Exclusive: Accused killer John Paul Ostamas speaks to CTV News
Published Tuesday, June 16, 2015 4:22PM CST Last Updated Wednesday, June 17, 2015 10:57AM CST
John Paul Ostamas, 39, grew up on Fort Hope First Nation, a small community in Northwestern Ontario.
He says he came from a good family, his parents were married and he had four siblings.
"Our father was supporting us, even our mother is taking care of us making sure we all went to school,” said Ostamas.
Ostamas says his life changed when he was nine-years-old, “when I was a child I was brutally beaten up by three police officers and that left a scar on my left side of my face."
Ostamas says those scars are also emotional, “that's the only part of my childhood I remember, after that I don't remember anything else, like I just grew up quick(ly)."
Ostamas says that's when he got involved in gangs.
At age 14, Ostamas says he left Fort Hope, and began travelling across North America selling drugs, running from police, and people who he says wanted to hurt him.
"In my life I was too paranoid to stay in one place because of what happened to me," said Ostamas.
Ostamas is now at Winnipeg’s Remand Centre, he says he spent most of his time living on the streets.
He's the accused in three different deaths.
Ostamas faces two counts of first degree murder for the April 25, 2015 deaths of Stony Bushie and Donald Collins.
They were killed hours apart, their bodies found just one block apart.
Ostamas also faces one count of second degree murder for the April 10, 2015 death of Myles Monias, a man found beaten in a Main Street bus shelter.
Ostamas says he was diagnosed with schizophrenia, Post Traumatic Stress Disorder, and an anxiety disorder.
He says he used medication to calm down.
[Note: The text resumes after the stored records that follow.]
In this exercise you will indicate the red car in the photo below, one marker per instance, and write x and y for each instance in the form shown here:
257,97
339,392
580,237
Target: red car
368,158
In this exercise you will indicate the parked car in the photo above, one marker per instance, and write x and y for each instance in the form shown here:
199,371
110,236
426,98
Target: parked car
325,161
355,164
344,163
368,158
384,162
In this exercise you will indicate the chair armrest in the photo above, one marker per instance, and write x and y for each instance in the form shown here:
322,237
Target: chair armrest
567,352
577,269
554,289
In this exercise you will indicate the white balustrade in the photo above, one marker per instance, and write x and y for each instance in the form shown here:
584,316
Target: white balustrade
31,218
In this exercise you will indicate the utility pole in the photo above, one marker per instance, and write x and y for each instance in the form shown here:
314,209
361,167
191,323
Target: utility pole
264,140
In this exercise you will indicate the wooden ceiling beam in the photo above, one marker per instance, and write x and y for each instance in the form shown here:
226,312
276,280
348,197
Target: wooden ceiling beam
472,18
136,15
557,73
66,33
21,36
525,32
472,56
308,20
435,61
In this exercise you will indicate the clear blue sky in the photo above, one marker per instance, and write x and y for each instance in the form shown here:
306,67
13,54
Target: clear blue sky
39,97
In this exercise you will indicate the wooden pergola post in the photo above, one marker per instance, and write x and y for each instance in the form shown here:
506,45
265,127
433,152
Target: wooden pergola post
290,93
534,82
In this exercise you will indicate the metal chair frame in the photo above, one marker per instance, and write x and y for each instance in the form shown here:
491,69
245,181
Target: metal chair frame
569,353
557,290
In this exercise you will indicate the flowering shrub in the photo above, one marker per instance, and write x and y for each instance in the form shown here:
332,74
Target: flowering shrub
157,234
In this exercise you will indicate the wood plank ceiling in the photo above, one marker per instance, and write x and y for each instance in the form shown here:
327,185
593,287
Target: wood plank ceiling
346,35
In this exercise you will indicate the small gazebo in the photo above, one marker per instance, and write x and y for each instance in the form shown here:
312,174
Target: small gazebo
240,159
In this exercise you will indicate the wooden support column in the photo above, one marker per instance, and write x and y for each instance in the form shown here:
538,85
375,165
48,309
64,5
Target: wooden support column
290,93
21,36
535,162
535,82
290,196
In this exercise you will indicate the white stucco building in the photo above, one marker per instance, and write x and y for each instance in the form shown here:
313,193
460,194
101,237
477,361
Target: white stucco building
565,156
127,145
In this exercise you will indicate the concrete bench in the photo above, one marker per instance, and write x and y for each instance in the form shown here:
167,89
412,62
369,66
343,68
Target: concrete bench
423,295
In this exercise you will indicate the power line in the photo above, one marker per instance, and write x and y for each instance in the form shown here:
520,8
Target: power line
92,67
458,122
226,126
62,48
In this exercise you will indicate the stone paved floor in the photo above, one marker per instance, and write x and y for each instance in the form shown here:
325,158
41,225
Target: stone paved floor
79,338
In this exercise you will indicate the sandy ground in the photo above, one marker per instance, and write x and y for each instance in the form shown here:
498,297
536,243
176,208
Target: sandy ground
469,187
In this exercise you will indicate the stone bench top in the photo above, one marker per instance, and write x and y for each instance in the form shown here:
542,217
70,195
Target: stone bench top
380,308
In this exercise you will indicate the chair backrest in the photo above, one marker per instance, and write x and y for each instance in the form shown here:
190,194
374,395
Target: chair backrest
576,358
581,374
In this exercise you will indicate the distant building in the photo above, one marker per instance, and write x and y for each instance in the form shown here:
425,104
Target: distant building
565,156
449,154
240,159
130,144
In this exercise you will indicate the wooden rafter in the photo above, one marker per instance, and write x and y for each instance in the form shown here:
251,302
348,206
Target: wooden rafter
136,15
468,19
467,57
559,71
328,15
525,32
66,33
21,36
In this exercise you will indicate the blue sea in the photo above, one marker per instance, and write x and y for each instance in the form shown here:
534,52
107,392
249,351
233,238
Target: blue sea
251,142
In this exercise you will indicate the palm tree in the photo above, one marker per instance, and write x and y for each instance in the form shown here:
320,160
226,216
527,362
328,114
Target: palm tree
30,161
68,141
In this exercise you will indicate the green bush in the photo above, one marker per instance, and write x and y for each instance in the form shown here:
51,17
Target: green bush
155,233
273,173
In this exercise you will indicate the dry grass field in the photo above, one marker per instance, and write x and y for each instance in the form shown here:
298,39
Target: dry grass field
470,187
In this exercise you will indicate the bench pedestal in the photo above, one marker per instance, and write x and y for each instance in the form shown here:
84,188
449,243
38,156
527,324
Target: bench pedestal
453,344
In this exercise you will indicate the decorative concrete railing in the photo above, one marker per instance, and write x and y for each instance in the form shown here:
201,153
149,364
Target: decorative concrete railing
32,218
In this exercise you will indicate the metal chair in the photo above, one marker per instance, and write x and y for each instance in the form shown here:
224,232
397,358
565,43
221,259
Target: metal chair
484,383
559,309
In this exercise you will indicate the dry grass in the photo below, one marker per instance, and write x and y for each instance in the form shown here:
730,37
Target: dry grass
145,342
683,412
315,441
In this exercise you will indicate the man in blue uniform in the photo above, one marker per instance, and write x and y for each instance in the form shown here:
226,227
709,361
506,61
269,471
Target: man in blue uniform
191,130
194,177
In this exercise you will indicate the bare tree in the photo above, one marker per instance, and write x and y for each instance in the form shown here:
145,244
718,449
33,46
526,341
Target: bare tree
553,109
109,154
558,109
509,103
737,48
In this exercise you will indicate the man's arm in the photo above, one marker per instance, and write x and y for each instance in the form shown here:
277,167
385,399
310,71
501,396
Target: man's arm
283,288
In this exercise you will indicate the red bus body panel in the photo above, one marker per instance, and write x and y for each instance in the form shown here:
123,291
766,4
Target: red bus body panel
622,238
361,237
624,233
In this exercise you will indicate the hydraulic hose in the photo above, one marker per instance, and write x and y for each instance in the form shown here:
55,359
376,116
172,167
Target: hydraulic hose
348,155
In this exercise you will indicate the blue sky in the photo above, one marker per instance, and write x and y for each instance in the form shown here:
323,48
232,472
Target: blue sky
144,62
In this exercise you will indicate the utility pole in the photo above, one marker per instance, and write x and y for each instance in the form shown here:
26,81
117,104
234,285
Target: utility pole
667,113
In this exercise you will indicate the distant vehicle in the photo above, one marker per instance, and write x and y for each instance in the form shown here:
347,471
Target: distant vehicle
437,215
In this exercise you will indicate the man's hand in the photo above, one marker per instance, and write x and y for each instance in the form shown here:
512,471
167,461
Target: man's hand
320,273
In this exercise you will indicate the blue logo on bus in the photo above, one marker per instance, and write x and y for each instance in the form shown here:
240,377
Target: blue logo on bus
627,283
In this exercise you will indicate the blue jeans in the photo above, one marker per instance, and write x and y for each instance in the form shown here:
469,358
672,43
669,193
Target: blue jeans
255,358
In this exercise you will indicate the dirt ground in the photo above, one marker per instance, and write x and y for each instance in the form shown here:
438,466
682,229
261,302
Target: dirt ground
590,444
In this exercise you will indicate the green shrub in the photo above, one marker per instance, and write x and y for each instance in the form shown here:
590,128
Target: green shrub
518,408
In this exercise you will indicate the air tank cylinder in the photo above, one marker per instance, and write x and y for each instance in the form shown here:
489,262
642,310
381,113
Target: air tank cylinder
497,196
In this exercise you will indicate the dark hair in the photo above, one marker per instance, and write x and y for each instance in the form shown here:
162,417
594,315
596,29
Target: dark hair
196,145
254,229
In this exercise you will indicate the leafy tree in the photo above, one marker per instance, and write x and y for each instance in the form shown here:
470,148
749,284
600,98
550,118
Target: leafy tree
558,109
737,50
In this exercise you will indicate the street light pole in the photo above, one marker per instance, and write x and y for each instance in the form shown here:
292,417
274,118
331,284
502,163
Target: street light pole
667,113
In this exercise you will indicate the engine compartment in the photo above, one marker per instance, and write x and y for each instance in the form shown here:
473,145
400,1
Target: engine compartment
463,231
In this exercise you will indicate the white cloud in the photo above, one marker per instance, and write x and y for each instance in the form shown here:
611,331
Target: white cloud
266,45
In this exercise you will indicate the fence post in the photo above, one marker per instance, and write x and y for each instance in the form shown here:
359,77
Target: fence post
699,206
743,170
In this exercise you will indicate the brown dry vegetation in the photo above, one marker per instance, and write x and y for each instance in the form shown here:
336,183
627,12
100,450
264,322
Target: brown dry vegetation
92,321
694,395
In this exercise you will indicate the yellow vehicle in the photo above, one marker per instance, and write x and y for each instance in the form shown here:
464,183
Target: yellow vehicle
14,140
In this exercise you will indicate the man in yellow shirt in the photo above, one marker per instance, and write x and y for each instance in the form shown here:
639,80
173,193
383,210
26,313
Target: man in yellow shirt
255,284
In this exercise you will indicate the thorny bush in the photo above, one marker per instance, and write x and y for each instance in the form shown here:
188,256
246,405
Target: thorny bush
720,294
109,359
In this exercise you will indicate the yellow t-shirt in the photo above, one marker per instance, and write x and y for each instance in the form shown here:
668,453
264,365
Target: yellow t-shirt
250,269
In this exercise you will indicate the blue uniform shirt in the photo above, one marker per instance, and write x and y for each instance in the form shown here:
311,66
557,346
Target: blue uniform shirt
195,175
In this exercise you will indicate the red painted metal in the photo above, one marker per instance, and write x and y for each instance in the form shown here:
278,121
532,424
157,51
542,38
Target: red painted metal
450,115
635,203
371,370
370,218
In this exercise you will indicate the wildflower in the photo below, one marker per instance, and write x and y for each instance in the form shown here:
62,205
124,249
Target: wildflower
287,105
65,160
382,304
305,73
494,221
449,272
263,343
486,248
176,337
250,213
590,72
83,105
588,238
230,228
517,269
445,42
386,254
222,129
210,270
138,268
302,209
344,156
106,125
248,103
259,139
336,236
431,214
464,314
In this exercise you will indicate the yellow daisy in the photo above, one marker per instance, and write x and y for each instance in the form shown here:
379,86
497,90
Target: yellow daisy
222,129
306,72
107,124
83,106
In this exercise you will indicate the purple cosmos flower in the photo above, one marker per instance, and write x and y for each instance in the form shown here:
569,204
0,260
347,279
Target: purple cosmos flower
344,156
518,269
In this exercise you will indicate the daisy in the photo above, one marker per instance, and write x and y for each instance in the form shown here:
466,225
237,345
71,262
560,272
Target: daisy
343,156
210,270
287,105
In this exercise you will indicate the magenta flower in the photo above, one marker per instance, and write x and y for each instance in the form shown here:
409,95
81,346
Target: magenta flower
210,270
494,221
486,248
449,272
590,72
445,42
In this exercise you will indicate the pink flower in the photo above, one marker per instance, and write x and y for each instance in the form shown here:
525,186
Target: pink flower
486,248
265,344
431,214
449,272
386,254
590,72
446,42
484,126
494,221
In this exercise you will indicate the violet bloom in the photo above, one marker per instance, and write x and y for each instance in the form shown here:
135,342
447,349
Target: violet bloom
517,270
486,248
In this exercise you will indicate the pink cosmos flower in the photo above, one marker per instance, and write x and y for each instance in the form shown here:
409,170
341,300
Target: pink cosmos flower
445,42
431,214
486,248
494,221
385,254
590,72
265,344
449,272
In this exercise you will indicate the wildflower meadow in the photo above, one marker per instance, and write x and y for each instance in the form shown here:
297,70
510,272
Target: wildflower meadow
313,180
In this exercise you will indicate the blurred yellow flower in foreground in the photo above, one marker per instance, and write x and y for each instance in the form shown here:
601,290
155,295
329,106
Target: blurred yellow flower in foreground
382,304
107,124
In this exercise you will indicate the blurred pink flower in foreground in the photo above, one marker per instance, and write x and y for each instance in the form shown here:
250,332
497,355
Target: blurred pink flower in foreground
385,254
Ostamas also admitted to using recreational drugs.
He says he tried to get help from Winnipeg's Canadian Mental Health Association, but couldn't because he didn't have sufficient paperwork.
"I told them I needed help, I needed to be secluded, like away from thing, I wanted to be in the hospital because I wasn't thinking right," said Ostamas.
The Canadian Mental Health Association said it has an urgent coverage policy that kicks in when anyone walks in or calls its office requiring support.
The agency said in a release that it always has someone available to assist anyone in distress.
The CMHA said no paperwork is required for people to get their help.
As for the reason he's in the remand centre right now, Ostamas wouldn't speak about the charges he's facing.
His lawyer says the investigation is far from over.